This function gets a testSet from a larger codeSet given certain sampling parameters.

Usage

getTestSet(set, testSetLength, testSetBaserateInflation = 0)

Arguments

set

The codeSet from which the testSet is taken

testSetLength

The length of the testSet to be taken

testSetBaserateInflation

The minimum guaranteed baserate of the testSet. Default to 0

Details

A testSet is a codeSet that is a subset of a larger codeSet with a given set of properties. A testSet is constructed by sampling (without replacement) P rows from rows in the larger codeSet where the first rater's code was 1, and then appending an additional sample (without replacement) of R rows taken at random from the larger codeSet excluding rows included in the first P rows sampled.

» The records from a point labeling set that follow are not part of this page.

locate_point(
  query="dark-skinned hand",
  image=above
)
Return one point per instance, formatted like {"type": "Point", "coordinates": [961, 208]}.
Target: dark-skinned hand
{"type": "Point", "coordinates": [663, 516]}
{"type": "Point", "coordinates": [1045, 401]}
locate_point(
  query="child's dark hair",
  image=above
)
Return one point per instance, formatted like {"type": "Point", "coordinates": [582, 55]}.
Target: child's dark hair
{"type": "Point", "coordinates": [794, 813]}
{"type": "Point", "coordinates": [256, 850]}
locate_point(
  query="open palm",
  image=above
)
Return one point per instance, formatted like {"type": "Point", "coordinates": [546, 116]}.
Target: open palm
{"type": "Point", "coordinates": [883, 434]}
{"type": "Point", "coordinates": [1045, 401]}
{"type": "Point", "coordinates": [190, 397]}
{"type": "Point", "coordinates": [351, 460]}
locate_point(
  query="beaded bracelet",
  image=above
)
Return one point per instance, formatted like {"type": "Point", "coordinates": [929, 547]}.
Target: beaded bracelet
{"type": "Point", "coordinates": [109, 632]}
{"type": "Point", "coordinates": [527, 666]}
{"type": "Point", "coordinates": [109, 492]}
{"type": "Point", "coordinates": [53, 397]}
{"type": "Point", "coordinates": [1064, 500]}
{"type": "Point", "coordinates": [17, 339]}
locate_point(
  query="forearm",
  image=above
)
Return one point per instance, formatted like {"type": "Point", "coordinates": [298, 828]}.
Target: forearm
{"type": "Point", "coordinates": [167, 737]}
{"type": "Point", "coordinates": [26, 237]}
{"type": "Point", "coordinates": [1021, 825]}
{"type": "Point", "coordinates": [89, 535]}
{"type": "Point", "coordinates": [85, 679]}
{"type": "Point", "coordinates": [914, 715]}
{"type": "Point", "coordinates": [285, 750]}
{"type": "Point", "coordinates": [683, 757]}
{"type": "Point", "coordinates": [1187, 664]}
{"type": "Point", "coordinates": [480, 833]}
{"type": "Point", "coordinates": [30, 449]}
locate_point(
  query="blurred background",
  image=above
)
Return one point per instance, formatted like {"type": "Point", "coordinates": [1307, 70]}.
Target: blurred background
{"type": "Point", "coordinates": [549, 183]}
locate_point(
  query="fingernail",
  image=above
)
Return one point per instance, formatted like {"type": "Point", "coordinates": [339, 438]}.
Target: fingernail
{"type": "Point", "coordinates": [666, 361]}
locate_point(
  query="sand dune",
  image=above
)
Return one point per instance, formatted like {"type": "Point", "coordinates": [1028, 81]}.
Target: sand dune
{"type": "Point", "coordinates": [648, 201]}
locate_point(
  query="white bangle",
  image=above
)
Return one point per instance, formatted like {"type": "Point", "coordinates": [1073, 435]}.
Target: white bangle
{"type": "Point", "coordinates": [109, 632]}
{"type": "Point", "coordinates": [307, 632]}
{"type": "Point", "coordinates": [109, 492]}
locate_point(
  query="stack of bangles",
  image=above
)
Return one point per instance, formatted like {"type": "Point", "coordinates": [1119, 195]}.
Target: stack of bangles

P is computed as the minbaserate * length of the testset. R is computed as testSetLength - P. The result of this sampling procedure is to create a sample with a minimum baserate regardless of the baserate of the larger codeSet.If testSetBaserateInflation is set to zero, the function selects rows at random.

Value

A codeSet with the properties specified


Calculate kappa

Description

This function calculates Cohen's kappa on a contingencyTable or a codeSet

Usage

kappa(data)

Arguments

data

A contingencyTable or a codeSet

Value

The kappa of the contingencyTable or codeSet

See Also

kappaSet and kappaCT

Examples

#Given a code set
kappa(data = codeSet)

#Given a contingency Table
kappa(data = contingencyTable)

kappa_ct

Description

Calculate kappa from a contingency table

Usage

kappa_ct(ct)

Arguments

ct

[TBD]


Calculate kappa (contingency Table)

Description

This function calculates Cohen's kappa on a contingencyTable. Called by kappa.

Usage

kappaCT(ct)

Arguments

ct

A contingencyTable

Value

The kappa of the contingencyTable

See Also

kappa and kappaSet


Calculate kappa (Set)

Description

This function calculates Cohen's kappa for a given codeSet. Called by kappa.

Usage

kappaSet(set)

Arguments

set

A codeSet

Value

The kappa of the codeSet

See Also

kappa and kappaCT


random_contingency_table

Description

random_contingency_table

Usage

random_contingency_table(
  setLength,
  baserate,
  kappaMin,
  kappaMax,
  minPrecision = 0,
  maxPrecision = 1
)

Arguments

setLength

[TBD]

baserate

[TBD]

kappaMin

[TBD]

kappaMax

[TBD]

minPrecision

[TBD]

maxPrecision

[TBD]


recall

Description

recall

Usage

recall(kappa, BR, P)

Arguments

kappa

double

BR

double

P

double

Value

Recall calculated from provided kappa, BR, and P


Rho

Description

This function calculates rho for a testSet, contingencyTable, or an observed kappa value with associated set parameters (testSetLength and OcSBaserate).

Usage

rho(
  x,
  OcSBaserate = NULL,
  testSetLength = NULL,
  testSetBaserateInflation = 0,
  OcSLength = 10000,
  replicates = 800,
  ScSKappaThreshold = 0.9,
  ScSKappaMin = 0.4,
  ScSPrecisionMin = 0.6,
  ScSPrecisionMax = 1
)

Arguments

x

The observed kappa value, testSet or contingencyTable that will be tested with rho

OcSBaserate

The baserate of the observed codeSet (defaults to baserate of testSet or contingencyTable)

testSetLength

The length of the testSet (ignored unless data is an observed kappa value)

testSetBaserateInflation

The minimum baserate from the sampling procedure

OcSLength

The length of the observed codeSet

replicates

The number of simulated codeSets to use in the null hypothesis distribution for rho; similar to replicates in a Monte Carlo study

ScSKappaThreshold

The maximum kappa value used to generate simulated codeSets in the null hypothesis distribution for rho

ScSKappaMin

The minimum kappa value used to generate simulated codeSets in the null hypothesis distribution for rho

ScSPrecisionMin

The minimum precision to be used for generation of simulated codeSets in the null hypothesis distribution for rho

ScSPrecisionMax

The maximum precision to be used for generation of simulated codeSets in the null hypothesis distribution for rho

Details

Rho is a Monte Carlo rejective method of interrater reliability statistics, implemented here for Cohen's Kappa. Rho constructs a collection of data sets in which kappa is below a specified threshold, and computes the empirical distribution on kappa based on the specified sampling procedure. Rho returns the percent of the empirical distribution greater than or equal to an observed kappa. As a result, Rho quantifies the type 1 error in generalizing from an observed test set to a true value of agreement between two raters.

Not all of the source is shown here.